De même, un contribuable dont la réclamation aurait été rejetée, par décision explicite de rejet, le 12 février 2020 devrait, en principe, avoir jusqu’au 12 avril 2020 (2 mois) pour contester cette décision devant la juridiction compétente (judiciaire ou administrative selon les cas). Cependant, l’article 2 de l’ordonnance n° 2020-306 a pour effet de reporter au 24 août son délai (24 juin + 2 mois). 

A ce titre, les Ordonnances n° 2020-304 et n° 2020-305 relatives aux règles applicables à l’ordre judiciaire et à l’ordre administratif renvoient toutes deux à l’article 2 de l’ordonnance n° 2020-306 s’agissant des délais applicables à leur procédures respectives. Ainsi, la règle de délai supplémentaire présentée ci-dessus est applicable au contentieux fiscal, qu’il se déroule devant les juridictions administratives ou judiciaires.

En deuxième lieu, l’ordonnance n° 2020-306 prévoit que les délais à l’issue desquels une décision doit être intervenue ou une décision implicite est acquise qui n’ont pas expiré avant le 12 mars 2020 sont suspendus jusqu’au 24 juin 2020. 

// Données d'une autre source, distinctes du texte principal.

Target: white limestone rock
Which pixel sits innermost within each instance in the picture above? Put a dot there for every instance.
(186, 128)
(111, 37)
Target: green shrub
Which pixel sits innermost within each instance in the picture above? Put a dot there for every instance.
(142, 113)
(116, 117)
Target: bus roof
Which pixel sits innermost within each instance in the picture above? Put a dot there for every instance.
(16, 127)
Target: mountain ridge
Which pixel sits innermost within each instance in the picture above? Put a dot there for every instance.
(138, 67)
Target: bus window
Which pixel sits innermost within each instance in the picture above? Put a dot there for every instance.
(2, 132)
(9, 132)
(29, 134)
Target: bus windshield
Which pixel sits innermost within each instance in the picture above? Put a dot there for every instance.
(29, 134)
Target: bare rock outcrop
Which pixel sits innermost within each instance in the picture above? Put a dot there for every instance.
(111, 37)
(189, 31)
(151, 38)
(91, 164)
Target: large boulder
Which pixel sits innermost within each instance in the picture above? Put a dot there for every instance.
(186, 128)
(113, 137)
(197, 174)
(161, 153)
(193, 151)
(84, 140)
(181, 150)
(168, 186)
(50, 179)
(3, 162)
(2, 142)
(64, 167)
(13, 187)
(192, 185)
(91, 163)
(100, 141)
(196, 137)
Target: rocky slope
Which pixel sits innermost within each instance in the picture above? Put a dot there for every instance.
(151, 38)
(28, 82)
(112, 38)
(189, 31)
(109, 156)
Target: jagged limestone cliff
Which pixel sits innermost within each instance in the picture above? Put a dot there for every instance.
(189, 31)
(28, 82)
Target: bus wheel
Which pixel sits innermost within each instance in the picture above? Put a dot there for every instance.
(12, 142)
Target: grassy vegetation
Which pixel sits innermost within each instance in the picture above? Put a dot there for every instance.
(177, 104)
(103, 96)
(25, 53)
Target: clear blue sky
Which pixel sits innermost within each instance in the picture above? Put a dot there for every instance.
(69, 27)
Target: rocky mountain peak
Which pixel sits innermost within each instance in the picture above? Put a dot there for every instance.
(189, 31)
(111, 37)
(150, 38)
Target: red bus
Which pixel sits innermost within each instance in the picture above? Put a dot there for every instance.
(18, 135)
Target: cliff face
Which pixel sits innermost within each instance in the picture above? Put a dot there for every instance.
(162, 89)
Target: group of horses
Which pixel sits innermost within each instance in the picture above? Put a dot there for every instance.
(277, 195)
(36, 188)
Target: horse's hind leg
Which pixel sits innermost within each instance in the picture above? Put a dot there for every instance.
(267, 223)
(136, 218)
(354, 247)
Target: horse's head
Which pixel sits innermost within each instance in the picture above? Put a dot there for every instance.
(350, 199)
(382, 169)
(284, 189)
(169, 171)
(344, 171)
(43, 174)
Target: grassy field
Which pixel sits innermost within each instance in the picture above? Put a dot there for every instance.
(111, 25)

Sont concernées ici par exemple les décisions implicites de rejet des réclamations en matière fiscale réputées, en l’absence de réponse de l’administration, être intervenues dans les 6 mois de la réclamation. Ainsi, une réclamation déposée le 12 janvier 2020 dont la décision implicite de rejet aurait dû intervenir le 12 juin 2020, n’interviendra, en raison de cette disposition, que le 24 octobre 2020. 

En troisième lieu, et il s’agit là de l’article le plus important en matière de contrôle fiscal, l’article 10 de l’ordonnance n° 2020-306 prévoit, d’une part, une suspension du droit de reprise de l’administration fiscale s’agissant des années dont la prescription aurait été acquise au 31 décembre 2020 et, d’autre part, la suspension, entre le 12 mars et le 24 juin 2020, des délais prévus par le livre des procédures fiscales dans le cadre des procédures de contrôle. Cette disposition profite ainsi à la fois à l’administration fiscale et au contribuable. 

La suspension aura ici pour effet d’arrêter temporairement le cours des délais sans pour autant effacer le délai déjà couru. Ainsi, un contribuable qui aurait reçu le 12 février 2020 une demande de justification dont le délai de réponse a été fixé à deux mois, a désormais jusqu’au 24 juillet pour y répondre.

Enfin, en ce qui concerne les délais en matière de mise en recouvrement des créances fiscales, l’article 11 de l’ordonnance n° 2020-306 prévoit une suspension jusqu’au 24 août 2020 des délais en cours au 12 mars 2020 ou qui devraient en principe commencer à courir au cours de la période d’urgence sanitaire.

Dans ce contexte exceptionnel, bien que ces dispositions répondent à l’impératif de préservations des droits des contribuables, la coexistence de méthodes de report distinctes impose d’analyser au cas par cas les incidences qu’elles ont sur les procédures fiscales en cours et à venir afin de se prémunir, passée la période d’urgence sanitaire, contre la péremption des délais de procédure. 

Par ailleurs, il est également de noter que la loi organique d’urgence pour faire face à l’épidémie de Covid-19, adoptée par le parlement le 21 mars dernier et intégralement validée par le Conseil constitutionnel, prévoit la suspension jusqu’au 30 juin 2020 des délais suivants applicables à la procédure de question prioritaire de constitutionnalité :

  • Le délai de trois mois au terme duquel le Conseil d’Etat et la Cour de cassation doivent transmettre, après examen, les questions prioritaires de constitutionnalité au Conseil constitutionnel ;
  • Le délai de trois mois au terme duquel le Conseil constitutionnel doit s’être prononcé sur la question transmise.

Il ne s’agit toutefois là que d’une faculté de report et non d’une obligation. Et le Conseil Constitutionnel continue à recevoir des QPC, ce qui démontre que nos deux cours suprêmes se sont mises avec succès au télétravail. Comme le Conseil Constitutionnel lui-même, qui va rendre sa décision sur nos deux QPC pendantes devant lui dès le 3 avril prochain.